I got this magic pic the other day right up close to a lizard, turned out good.


----------



## JayD (Dec 17, 2006)

*Lizard*

Hi Ekka,
Nice pic that,it's a Bearded Dragon...Pogona Barbata,just thought you mite like to know..There a protected species.
All The Best


----------



## Ekka (Dec 17, 2006)

I didn't hurt him just teased him a little so he'd show his teeth and smile. I had the camera like 6" away then waved my blue handkercheif ... "click", got him having a say. 

His dentist is doing a great job dont you think?


----------



## Ekka (Dec 23, 2006)

Some habitat shots in the park today


----------



## Ekka (Dec 23, 2006)

What goes in must come out.


----------



## JohN Dee (Dec 24, 2006)

Nice pics of that galah mate, my Gf says "Awww how cute!" lol. Them lorikeets are VERY local (In my backyard) and they're dam noisy critters I feel tempted every now and again to get my big shot onto em'.  Too bad they're protected.


----------



## treeseer (Dec 29, 2006)

Eric or anyone,

I'm in need of pics of lightning damage for a conference in February. I'd really like to see how others assess and mitigate the damage to keep the tree alive where feasible. But any pics of lightning damage would be good. If you want to you can put your ID at the bottom so you retain the copyright and get credit for it.


----------



## Ekka (Dec 29, 2006)

Darn it, I just took out a Brushbox but only took video.

I know of a few that have been struck and are still around in parks etc ... is that any good?

I know of a Norfolk pine that had it's top struck about 3 months ago. Blew the top off but it's still hanging in the tree and now the top 1/4 is dead but the rest alive.
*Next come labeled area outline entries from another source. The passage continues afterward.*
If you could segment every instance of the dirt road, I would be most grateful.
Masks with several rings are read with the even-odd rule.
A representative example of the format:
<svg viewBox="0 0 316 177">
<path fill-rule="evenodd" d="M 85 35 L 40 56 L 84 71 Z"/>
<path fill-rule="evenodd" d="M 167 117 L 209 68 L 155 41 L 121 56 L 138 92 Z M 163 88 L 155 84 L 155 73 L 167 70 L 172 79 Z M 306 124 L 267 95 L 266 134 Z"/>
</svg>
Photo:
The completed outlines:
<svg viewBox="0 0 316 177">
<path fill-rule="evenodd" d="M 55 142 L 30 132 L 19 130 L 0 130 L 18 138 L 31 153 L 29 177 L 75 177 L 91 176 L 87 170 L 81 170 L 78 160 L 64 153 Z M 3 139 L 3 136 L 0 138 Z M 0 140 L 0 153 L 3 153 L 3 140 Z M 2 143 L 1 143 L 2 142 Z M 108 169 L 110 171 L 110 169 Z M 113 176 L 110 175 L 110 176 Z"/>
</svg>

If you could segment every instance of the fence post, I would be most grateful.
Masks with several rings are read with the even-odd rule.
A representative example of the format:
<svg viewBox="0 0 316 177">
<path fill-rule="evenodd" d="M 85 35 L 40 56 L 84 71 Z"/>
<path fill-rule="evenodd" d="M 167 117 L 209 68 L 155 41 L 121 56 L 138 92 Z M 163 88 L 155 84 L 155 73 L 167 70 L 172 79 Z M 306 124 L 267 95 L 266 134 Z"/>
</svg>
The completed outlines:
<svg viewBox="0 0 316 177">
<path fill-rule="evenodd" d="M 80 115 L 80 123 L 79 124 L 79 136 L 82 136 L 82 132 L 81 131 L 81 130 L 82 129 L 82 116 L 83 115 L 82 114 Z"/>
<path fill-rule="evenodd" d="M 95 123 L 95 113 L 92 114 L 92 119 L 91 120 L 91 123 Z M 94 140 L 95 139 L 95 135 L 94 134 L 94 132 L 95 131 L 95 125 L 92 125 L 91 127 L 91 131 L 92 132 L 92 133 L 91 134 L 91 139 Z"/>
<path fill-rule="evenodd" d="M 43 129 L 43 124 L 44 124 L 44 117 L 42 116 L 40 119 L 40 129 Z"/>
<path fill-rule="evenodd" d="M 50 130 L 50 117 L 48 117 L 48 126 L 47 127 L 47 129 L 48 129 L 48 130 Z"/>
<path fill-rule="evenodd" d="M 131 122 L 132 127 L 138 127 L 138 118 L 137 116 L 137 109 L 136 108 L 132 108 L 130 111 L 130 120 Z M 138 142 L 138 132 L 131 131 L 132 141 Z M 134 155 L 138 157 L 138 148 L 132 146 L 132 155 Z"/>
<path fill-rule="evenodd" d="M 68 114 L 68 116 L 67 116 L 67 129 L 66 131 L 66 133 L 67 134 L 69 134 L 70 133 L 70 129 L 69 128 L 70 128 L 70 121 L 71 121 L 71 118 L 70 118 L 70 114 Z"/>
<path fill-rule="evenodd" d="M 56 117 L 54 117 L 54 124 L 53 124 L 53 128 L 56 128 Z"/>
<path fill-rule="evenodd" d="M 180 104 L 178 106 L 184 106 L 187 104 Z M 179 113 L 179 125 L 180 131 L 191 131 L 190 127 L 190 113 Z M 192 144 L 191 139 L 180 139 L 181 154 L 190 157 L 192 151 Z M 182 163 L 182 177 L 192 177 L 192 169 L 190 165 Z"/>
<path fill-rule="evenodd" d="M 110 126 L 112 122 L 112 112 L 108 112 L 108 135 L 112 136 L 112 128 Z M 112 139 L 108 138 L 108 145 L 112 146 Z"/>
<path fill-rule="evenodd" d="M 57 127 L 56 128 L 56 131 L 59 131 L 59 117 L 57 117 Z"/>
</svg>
It's on a main road and I drive past a lot. I originally thought the top broke out in wind but now it's obvious it was lightening struck.

It's in some guys front yard, I'll drop in today and have a chat ... hopefully he's friendly!


----------



## a_lopa (Dec 29, 2006)

treeseer said:


> Eric or anyone,
> 
> I'm in need of pics of lightning damage for a conference in February. I'd really like to see how others assess and mitigate the damage to keep the tree alive where feasible. But any pics of lightning damage would be good. If you want to you can put your ID at the bottom so you retain the copyright and get credit for it.




Got a great one guy ill take a pic today.


----------



## Ekka (Jan 12, 2007)

Burleigh beach looking toward Surfers on the Gold Coast


----------